今のところ、優花里がまた来る気配はない。つまり、今彼女は恐怖の欠乏に苦しんでいるはず。
来ていないなら、キエラの回復を待てばいい……とはいかなかった。
「優花里の力を使って魔法少女たちがこっちに攻めてくれば、どの道この体で戦わないといけない。いつ来るのか、それは誰にもわからない。だったら、こっちから行ったほうがいい」
キエラは改めて起き上がった。
「優花里の居場所はわかるわ。そこにフィアイーターをぶつけて殺す!」
本気の目だった。
コアを三つ取り出して、人間界へ続く穴を作り出して優花里の所まで向かう。
――――
山あいの小屋の中で米原優花里を一晩匿った樋口は、ここにずっと居させるわけにはいかないと結論づけた。

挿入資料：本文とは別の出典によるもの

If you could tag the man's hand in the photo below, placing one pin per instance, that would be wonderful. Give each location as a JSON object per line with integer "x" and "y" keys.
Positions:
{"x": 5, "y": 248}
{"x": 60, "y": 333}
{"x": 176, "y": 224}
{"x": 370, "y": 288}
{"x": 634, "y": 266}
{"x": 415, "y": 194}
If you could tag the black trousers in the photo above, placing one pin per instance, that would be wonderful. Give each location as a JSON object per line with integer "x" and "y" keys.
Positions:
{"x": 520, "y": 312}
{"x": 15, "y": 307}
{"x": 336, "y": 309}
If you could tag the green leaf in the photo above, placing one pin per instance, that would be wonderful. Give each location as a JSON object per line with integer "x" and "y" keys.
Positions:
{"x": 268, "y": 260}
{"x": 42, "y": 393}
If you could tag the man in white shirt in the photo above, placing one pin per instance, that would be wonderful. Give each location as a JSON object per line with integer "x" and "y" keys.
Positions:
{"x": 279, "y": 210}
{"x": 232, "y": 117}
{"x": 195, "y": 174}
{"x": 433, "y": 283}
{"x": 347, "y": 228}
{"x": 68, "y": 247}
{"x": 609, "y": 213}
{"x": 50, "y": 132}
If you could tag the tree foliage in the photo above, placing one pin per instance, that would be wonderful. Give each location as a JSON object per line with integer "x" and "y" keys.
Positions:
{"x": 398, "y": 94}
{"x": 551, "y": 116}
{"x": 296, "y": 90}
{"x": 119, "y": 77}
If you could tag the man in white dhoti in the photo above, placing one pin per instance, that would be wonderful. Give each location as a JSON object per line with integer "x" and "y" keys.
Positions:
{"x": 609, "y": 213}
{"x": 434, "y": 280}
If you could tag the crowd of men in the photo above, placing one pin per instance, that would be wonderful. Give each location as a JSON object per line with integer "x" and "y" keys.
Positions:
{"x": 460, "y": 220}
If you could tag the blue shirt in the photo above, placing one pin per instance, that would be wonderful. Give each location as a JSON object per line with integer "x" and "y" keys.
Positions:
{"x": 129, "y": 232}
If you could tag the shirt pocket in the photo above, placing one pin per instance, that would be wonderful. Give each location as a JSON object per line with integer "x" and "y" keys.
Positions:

人通りが少ないと言ってもゼロではない。さすがに深夜はその心配はないけれど、日中は人が近づく。
警察の力で規制線を張ったとしても、永遠にそれを続けるわけにはいかない。
そして米原優花里は、今も恐怖の欠乏に苦しんで大きなうめき声を上げている。声が外に漏れて、優花里の存在が明るみに出るのはまずい。
それから稲山篤史のことだ。彼は優花里から離れようとしない。
小屋の中には立ち入らせなかったが、入口に居座って退去の指示には従わない。
彼を、ずっとこの屋外にいさせるわけにはいかない。
だから優花里の移送を決定した。とりあえずは、市内の病院だ。警察の無茶な指示が通りやすい、懇意にしている病院の個室。
そこに防音設備を整えて保護しよう。ここなら篤史も一緒にいられる。